Now I am sure most of you are wondering if this is impossible, what happened at Fukushima? The other indent that INES classified as a Level 7 event does have much in common with Chornobyl, mainly some notable design flaws and the tabloid journalism applied to the event by mainstream media. While the design flaws are not a grievous as the ones that plagued the Chornobyl reactor, it seems that the engineers lacked common sense. According to an article on theconversation.edu.au, not only were the emergency backup generators place in the basement when the are was know for flooding, but the flood wall was only 5.5 meters high, despite the fact that the same area has been hit by two tsunamis weighing in at 30 meters before the the plant was even built.

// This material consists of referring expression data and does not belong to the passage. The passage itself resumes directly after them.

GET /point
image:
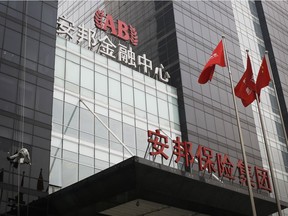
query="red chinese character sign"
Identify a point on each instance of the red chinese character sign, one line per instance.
(208, 162)
(159, 143)
(122, 30)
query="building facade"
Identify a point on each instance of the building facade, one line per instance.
(27, 58)
(109, 91)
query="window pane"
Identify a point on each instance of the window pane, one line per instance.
(87, 78)
(59, 67)
(72, 72)
(70, 173)
(163, 108)
(101, 84)
(114, 89)
(127, 94)
(139, 97)
(86, 121)
(151, 104)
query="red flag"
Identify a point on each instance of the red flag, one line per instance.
(263, 77)
(245, 89)
(217, 58)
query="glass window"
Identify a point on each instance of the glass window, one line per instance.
(127, 94)
(87, 64)
(59, 67)
(86, 121)
(55, 172)
(70, 173)
(57, 111)
(174, 115)
(163, 108)
(100, 129)
(101, 84)
(141, 139)
(71, 114)
(151, 104)
(73, 58)
(70, 146)
(129, 135)
(114, 89)
(72, 72)
(139, 98)
(71, 156)
(87, 78)
(85, 171)
(85, 150)
(6, 92)
(116, 128)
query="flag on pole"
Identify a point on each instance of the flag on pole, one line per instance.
(245, 89)
(40, 182)
(263, 77)
(217, 58)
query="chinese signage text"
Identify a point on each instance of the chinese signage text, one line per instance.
(214, 164)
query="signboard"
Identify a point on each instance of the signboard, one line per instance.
(217, 164)
(104, 46)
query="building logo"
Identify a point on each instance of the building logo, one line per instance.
(106, 47)
(122, 30)
(218, 165)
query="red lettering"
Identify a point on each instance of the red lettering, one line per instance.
(109, 23)
(123, 30)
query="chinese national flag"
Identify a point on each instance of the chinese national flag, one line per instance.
(263, 77)
(217, 58)
(245, 89)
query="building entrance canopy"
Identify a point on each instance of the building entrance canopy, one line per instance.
(129, 186)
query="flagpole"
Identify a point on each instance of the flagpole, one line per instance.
(276, 94)
(269, 157)
(240, 134)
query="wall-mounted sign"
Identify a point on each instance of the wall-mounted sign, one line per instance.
(121, 30)
(218, 164)
(106, 47)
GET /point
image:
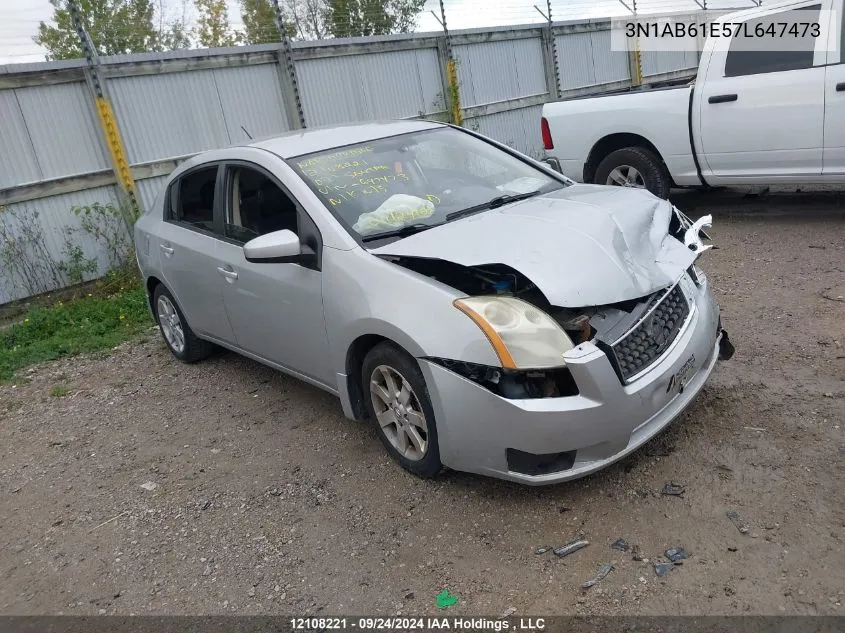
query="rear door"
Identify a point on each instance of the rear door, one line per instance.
(834, 122)
(762, 111)
(189, 245)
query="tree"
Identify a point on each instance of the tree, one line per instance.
(259, 18)
(359, 18)
(115, 27)
(213, 24)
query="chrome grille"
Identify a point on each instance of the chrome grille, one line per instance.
(647, 342)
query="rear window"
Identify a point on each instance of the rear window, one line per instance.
(788, 36)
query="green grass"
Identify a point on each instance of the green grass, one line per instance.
(64, 329)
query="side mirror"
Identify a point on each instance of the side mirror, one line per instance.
(278, 247)
(554, 163)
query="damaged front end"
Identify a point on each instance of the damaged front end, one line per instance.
(634, 334)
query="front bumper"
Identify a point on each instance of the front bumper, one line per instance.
(602, 424)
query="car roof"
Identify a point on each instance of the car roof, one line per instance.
(299, 142)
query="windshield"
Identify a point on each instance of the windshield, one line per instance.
(402, 184)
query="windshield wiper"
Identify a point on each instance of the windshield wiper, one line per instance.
(405, 231)
(495, 203)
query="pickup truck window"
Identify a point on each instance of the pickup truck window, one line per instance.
(745, 58)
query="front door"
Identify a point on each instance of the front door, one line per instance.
(762, 111)
(834, 94)
(276, 310)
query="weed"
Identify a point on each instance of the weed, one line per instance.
(65, 329)
(59, 391)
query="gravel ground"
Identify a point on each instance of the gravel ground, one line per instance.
(226, 487)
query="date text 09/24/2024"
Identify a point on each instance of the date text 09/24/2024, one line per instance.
(417, 624)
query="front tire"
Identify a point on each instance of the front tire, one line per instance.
(397, 399)
(635, 167)
(180, 338)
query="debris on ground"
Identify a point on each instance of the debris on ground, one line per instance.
(620, 544)
(603, 571)
(446, 599)
(739, 523)
(673, 489)
(676, 553)
(572, 546)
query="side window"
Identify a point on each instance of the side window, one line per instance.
(842, 39)
(192, 198)
(790, 35)
(257, 206)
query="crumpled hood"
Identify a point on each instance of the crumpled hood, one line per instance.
(584, 245)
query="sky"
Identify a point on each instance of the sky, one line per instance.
(19, 18)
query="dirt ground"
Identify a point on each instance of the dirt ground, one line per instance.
(267, 500)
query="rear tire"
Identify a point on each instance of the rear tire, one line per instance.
(177, 334)
(397, 400)
(635, 167)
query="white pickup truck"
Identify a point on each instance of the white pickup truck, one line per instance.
(750, 118)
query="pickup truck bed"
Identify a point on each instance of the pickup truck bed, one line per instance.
(768, 116)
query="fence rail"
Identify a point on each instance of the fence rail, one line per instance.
(170, 106)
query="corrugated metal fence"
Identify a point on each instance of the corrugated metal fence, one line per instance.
(172, 105)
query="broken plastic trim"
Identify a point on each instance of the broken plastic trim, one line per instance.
(514, 384)
(689, 232)
(534, 465)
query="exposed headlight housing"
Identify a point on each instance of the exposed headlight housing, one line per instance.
(523, 336)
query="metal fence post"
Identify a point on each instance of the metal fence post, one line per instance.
(105, 115)
(287, 75)
(549, 50)
(451, 87)
(635, 56)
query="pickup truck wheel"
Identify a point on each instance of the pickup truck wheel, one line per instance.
(634, 167)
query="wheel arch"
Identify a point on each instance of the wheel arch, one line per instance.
(612, 142)
(152, 282)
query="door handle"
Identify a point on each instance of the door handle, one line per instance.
(722, 98)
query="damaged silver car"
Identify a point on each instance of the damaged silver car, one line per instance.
(486, 313)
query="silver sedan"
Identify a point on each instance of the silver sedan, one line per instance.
(487, 314)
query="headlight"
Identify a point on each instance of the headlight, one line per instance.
(522, 336)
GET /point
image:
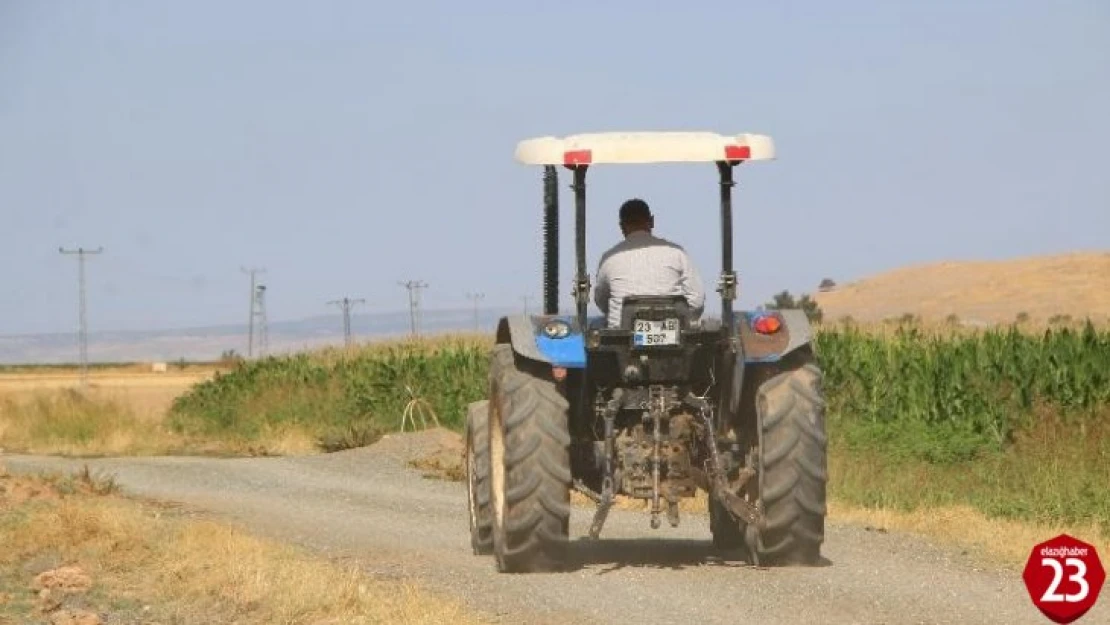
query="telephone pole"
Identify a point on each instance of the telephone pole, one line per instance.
(260, 296)
(474, 298)
(345, 303)
(254, 299)
(83, 332)
(414, 286)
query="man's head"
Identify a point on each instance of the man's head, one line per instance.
(636, 217)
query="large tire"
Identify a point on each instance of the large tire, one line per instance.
(530, 474)
(793, 466)
(477, 476)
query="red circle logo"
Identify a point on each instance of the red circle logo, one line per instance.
(1063, 577)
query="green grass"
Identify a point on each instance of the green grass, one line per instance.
(1012, 423)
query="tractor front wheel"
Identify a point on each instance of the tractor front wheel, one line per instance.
(530, 476)
(477, 476)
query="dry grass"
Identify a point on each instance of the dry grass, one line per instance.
(69, 422)
(142, 560)
(1075, 284)
(999, 541)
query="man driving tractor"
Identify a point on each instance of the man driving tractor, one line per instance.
(645, 264)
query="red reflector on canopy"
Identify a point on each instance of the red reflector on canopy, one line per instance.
(577, 157)
(737, 152)
(768, 324)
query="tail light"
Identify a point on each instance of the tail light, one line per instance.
(767, 324)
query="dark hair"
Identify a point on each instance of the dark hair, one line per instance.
(635, 211)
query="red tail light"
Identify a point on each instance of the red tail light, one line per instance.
(767, 324)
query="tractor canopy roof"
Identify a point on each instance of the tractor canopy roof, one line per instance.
(638, 148)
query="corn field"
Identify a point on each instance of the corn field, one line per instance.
(949, 397)
(957, 395)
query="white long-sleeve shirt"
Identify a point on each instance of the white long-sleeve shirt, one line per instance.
(645, 264)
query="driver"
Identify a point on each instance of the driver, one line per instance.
(645, 264)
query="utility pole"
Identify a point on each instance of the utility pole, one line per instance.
(263, 329)
(83, 332)
(250, 332)
(474, 298)
(345, 303)
(414, 286)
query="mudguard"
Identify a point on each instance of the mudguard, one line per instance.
(794, 332)
(527, 336)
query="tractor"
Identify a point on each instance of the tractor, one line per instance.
(656, 409)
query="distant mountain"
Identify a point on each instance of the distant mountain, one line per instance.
(209, 342)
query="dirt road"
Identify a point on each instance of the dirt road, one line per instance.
(365, 504)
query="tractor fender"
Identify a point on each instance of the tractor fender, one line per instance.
(795, 332)
(528, 340)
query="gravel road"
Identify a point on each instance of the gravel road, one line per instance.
(365, 504)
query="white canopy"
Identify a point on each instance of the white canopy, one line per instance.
(629, 148)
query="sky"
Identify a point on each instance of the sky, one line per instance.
(345, 147)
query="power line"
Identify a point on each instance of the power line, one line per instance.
(345, 303)
(414, 288)
(83, 332)
(254, 299)
(475, 298)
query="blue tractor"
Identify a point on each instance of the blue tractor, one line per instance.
(655, 409)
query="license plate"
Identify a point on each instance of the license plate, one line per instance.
(647, 333)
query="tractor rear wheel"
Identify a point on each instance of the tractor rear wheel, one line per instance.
(793, 469)
(530, 474)
(477, 476)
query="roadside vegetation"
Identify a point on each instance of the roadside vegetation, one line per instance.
(1005, 423)
(77, 552)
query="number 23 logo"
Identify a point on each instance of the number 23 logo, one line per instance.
(1051, 594)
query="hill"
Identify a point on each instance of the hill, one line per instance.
(1076, 284)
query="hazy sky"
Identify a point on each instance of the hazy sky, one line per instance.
(347, 145)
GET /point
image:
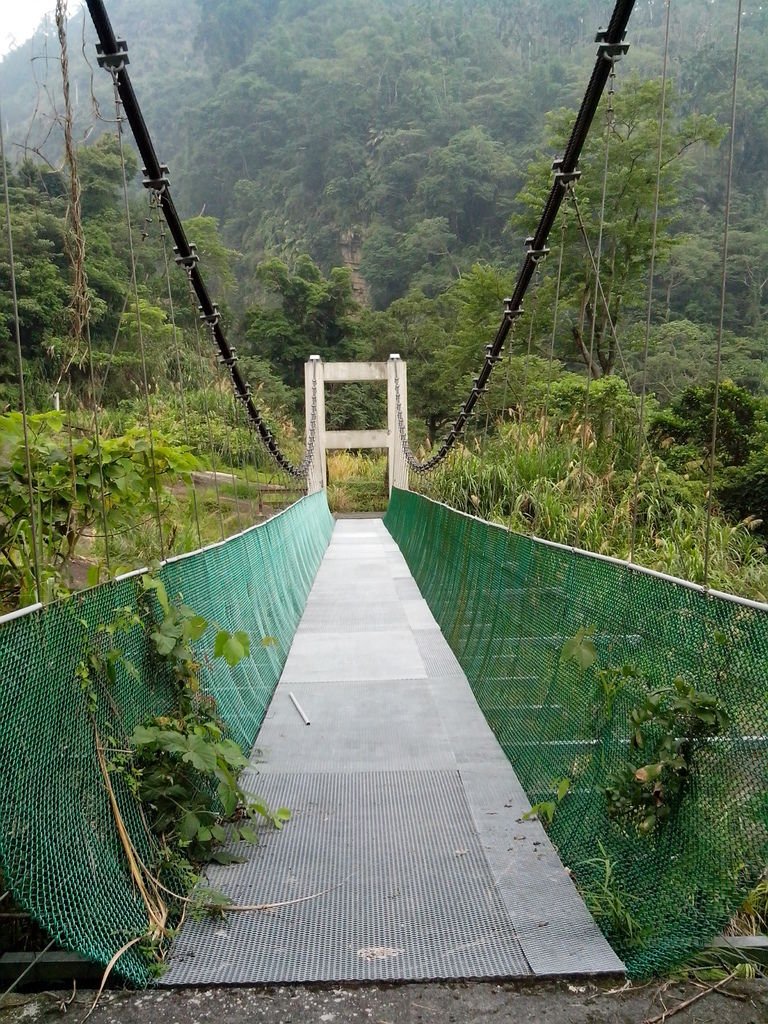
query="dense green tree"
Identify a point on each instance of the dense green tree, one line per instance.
(624, 220)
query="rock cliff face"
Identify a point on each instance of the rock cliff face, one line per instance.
(351, 250)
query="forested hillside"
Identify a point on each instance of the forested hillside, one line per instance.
(359, 176)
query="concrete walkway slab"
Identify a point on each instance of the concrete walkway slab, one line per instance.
(407, 857)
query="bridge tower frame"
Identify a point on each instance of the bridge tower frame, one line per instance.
(316, 375)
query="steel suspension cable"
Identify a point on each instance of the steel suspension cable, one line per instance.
(81, 301)
(113, 54)
(34, 522)
(651, 273)
(723, 287)
(598, 289)
(206, 409)
(611, 46)
(137, 305)
(555, 321)
(179, 373)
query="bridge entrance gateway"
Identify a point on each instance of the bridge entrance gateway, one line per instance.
(320, 440)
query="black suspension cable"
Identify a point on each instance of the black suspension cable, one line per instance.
(611, 46)
(113, 54)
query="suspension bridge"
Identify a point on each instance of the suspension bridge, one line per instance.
(424, 681)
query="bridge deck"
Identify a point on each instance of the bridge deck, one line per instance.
(407, 856)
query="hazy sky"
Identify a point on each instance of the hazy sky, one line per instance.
(20, 17)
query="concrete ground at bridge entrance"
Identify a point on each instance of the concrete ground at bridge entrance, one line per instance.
(435, 1003)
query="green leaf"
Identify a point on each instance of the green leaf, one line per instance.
(248, 835)
(151, 583)
(189, 825)
(201, 755)
(228, 799)
(196, 627)
(562, 787)
(231, 646)
(143, 735)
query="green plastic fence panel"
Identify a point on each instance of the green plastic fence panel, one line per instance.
(59, 851)
(508, 604)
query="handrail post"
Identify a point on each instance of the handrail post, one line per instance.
(314, 408)
(396, 391)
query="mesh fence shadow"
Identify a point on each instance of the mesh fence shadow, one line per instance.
(508, 605)
(59, 851)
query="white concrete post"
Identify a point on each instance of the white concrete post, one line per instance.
(397, 463)
(314, 381)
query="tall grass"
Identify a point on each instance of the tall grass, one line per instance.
(548, 483)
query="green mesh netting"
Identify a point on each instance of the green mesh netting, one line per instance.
(507, 604)
(59, 851)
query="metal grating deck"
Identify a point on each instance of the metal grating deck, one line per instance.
(407, 857)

Approximately 20,000 people were killed when the earthquake and tsunami stuck. While this is a horrific loss of life, and a truly sorrowful disaster of epic proportions, most people will be truly perplexed by how many of these deaths were contributed to the power plant. A whopping five people were killed, and of these, an appalling zero died from radiation. One was crushed by a crane during the earthquake, two others were carried away by the tsunami, and another died of a heart attack. The last man’s death will remain a mystery, as the company won’t reveal any information except to confirm that it was not due to radiation.
This particular reactor was built in 1971, making it older than the Chornobyl reactor. Yet it was still able to survive an earthquake and a tsunami in quick succession, two of mother nature’s most brutal and destructive whims, without claiming a single life on its own. Needless to say, the reactors that are in production now are far more advanced and contain far more safety regulation than were present in the Fukushima reactor.
The final incident took place at Three Mile Island, not far from here, and was considered a Level 5 event. In this case a partial meltdown started, and the safeties that were in place engaged exactly as they were supposed, completely shutting down the reactor. Little to no radiation was released from the plant and absolutely zero deaths were involved. The only reason this incident is even worth mentioning is because it a perfect example of how well protected these systems are.
An Internet marketer named Seth Godin performed a study in 2008 on energy production methods and safety by comparing the deaths attributed to each and the energy it contributes, and made a surprising discovery. Out of all viable sources of energy, nuclear is, by no small margin, the least deadly. For every one person who is killed due to nuclear energy, 4,000 deaths are attributed to coal. That means that for each and every one of those 4,000 people who died at Chornobyl, coal has caused another 4,000 deaths each, or in other words, 4,000 Chornobyls.
In China, coal kills 500,000 people a year. To put it differently, in three days as many people will die in China from coal as have died in over 60 years across the entire world from nuclear energy. I find this both mind -boggling and disturbing. Coal isn’t the only culprit either. Oil kills 900 times, and biofuel 300 times the number of people nuclear energy kills per terawatt hour.
Even the next safest from of alternative energy, hydro-electricity, still kills more than twice as many people as nuclear power does, and these calculations include the deaths caused by Chornobyl. If Chornobyl had never happened, as it never should have, the number of deaths per terawatt hour due to nuclear energy would be a decimal followed by so many zeros that even the most insane math teach would tell you just to write zero.